Il n’est pas rare, lorsqu’il est question du laïcat, que l’on oublie la présence de la femme et que l’on minimise ainsi son rôle dans l’Église. De même, lorsqu’on traite de la « promotion sociale de la femme », on l’entend d’ordinaire simplement comme présence de la femme dans la vie publique. Comment comprenez-vous la mission de la femme dans l’Église et dans le monde ?

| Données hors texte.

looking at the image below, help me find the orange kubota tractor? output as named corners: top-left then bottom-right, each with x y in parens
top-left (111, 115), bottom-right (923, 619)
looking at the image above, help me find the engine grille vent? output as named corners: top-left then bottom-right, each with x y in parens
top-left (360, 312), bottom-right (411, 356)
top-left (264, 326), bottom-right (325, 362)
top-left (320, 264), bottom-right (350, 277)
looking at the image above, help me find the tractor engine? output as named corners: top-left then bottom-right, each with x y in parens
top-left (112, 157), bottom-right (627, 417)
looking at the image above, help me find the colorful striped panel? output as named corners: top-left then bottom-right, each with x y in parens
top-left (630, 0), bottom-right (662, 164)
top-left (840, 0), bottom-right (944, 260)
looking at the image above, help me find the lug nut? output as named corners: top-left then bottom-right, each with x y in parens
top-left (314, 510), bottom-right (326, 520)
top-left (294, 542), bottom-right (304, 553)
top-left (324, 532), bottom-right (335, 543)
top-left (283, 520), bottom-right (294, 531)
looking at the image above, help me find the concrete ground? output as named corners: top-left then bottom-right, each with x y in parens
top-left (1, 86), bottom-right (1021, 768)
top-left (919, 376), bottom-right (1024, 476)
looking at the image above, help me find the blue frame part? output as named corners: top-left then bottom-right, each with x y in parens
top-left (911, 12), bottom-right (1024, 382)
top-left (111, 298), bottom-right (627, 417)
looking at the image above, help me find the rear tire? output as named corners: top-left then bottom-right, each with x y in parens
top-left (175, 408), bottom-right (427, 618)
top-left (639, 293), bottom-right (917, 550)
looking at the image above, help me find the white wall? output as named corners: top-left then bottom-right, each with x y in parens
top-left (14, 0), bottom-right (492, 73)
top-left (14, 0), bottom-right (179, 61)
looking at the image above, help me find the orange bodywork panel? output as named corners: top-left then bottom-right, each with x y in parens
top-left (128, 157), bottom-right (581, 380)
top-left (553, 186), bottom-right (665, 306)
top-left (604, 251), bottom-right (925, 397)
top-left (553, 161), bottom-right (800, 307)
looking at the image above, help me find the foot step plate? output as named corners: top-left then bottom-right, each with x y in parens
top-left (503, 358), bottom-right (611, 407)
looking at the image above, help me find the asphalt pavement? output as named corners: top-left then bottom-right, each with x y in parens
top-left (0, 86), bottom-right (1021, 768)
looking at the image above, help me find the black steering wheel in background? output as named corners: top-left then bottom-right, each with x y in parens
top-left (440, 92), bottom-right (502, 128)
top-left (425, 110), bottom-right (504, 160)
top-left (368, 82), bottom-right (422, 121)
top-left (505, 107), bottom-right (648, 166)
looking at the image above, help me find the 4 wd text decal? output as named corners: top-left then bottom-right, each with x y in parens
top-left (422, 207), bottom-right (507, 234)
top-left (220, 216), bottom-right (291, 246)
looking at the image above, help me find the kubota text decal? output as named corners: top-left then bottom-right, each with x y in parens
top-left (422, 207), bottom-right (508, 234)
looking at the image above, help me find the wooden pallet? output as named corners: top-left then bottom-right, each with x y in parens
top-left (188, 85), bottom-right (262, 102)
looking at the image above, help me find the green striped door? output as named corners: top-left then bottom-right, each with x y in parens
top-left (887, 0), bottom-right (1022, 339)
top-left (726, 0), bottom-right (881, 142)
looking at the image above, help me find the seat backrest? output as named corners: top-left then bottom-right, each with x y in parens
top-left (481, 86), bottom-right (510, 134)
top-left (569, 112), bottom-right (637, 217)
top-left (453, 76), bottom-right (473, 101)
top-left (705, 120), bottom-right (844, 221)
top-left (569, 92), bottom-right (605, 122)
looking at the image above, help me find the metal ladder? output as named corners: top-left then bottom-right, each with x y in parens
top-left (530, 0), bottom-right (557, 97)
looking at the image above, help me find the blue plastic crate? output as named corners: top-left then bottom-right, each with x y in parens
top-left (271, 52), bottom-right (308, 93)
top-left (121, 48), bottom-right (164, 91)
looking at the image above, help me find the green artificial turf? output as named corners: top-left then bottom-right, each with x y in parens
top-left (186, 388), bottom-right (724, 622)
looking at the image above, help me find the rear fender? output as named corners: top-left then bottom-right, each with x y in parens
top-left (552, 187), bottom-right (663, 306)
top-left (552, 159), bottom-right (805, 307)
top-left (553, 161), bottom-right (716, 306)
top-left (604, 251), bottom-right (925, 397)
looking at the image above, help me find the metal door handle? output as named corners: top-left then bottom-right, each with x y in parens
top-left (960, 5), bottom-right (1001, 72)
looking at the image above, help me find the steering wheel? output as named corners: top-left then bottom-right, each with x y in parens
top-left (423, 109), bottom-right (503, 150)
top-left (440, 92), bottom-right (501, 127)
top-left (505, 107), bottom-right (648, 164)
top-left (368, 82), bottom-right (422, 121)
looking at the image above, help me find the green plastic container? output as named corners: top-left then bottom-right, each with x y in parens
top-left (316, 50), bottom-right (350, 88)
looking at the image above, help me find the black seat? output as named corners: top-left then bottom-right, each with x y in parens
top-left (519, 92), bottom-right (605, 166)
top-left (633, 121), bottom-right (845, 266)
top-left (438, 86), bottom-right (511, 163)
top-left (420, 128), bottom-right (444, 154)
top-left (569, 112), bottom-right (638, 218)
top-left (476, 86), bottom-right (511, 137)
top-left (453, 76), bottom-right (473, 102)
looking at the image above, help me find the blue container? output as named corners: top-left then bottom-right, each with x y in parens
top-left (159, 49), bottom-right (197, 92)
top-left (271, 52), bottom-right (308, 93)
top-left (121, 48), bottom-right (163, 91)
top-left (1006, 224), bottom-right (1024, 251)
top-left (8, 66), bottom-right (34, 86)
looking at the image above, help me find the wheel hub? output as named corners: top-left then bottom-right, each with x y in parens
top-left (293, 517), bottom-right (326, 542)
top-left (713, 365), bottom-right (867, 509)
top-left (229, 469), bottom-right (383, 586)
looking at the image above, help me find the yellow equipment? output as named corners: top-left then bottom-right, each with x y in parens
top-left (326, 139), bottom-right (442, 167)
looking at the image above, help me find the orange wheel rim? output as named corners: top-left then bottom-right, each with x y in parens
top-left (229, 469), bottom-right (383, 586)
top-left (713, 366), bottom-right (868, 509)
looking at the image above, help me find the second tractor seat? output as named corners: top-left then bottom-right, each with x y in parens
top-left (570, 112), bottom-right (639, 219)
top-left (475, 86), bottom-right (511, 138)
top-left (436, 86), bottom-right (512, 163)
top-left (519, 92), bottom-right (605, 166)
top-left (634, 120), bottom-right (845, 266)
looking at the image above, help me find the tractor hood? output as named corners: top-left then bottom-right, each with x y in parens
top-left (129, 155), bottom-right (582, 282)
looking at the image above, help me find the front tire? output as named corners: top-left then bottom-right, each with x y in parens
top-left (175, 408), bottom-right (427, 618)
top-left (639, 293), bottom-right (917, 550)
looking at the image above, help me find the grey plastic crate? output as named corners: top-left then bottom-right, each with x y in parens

Bien entendu, je ne vois pas la raison qu’il y a, quand on parle du laïcat – de sa tâche apostolique, de ses droits et devoirs, etc. –, de faire une distinction ou discrimination à l’endroit de la femme. Tous les baptisés – hommes et femmes – participent également à la dignité commune, à la liberté et à la responsabilité des enfants de Dieu. Il y a, dans l’Église, une unité radicale et foncière, que saint Paul enseignait déjà aux premiers chrétiens : Quicumque enim in Christo baptizati estis, Christum induistis. Non est Iudaeus, neque Graecus : non est servus, neque liber : non est masculus, neque femina (Ga 3, 27-28) ; il n’y a plus ni Juif ni Grec ; il n’y a plus ni esclave ni homme libre ; il n’y a plus ni homme ni femme.

Si l’on excepte la capacité juridique de recevoir les ordres sacrés – distinction qui doit être maintenue, à mon avis, pour de multiples raisons, également de droit divin positif –, j’estime qu’on doit reconnaître pleinement à la femme dans l’Église – dans sa législation, dans sa vie interne et dans son action apostolique – les mêmes droits et les mêmes devoirs qu’aux hommes : droit à l’apostolat, droit de fonder et de diriger des associations, de manifester son opinion librement en tout ce qui concerne le bien commun de l’Église, etc. Je sais que tout cela – qu’il n’est pas difficile d’admettre en théorie, si l’on considère les raisons théologiques bien claires qui viennent à l’appui – rencontrera, en fait, la résistance de certaines mentalités. Je me souviens encore de l’étonnement, voire du blâme, que suscitait chez certains – qui aujourd’hui tendent au mimétisme, en cela comme en tant d’autres choses – le fait que l’Opus Dei encourageait les femmes, appartenant à la section féminine de notre Association, à obtenir des grades académiques dans les sciences sacrées.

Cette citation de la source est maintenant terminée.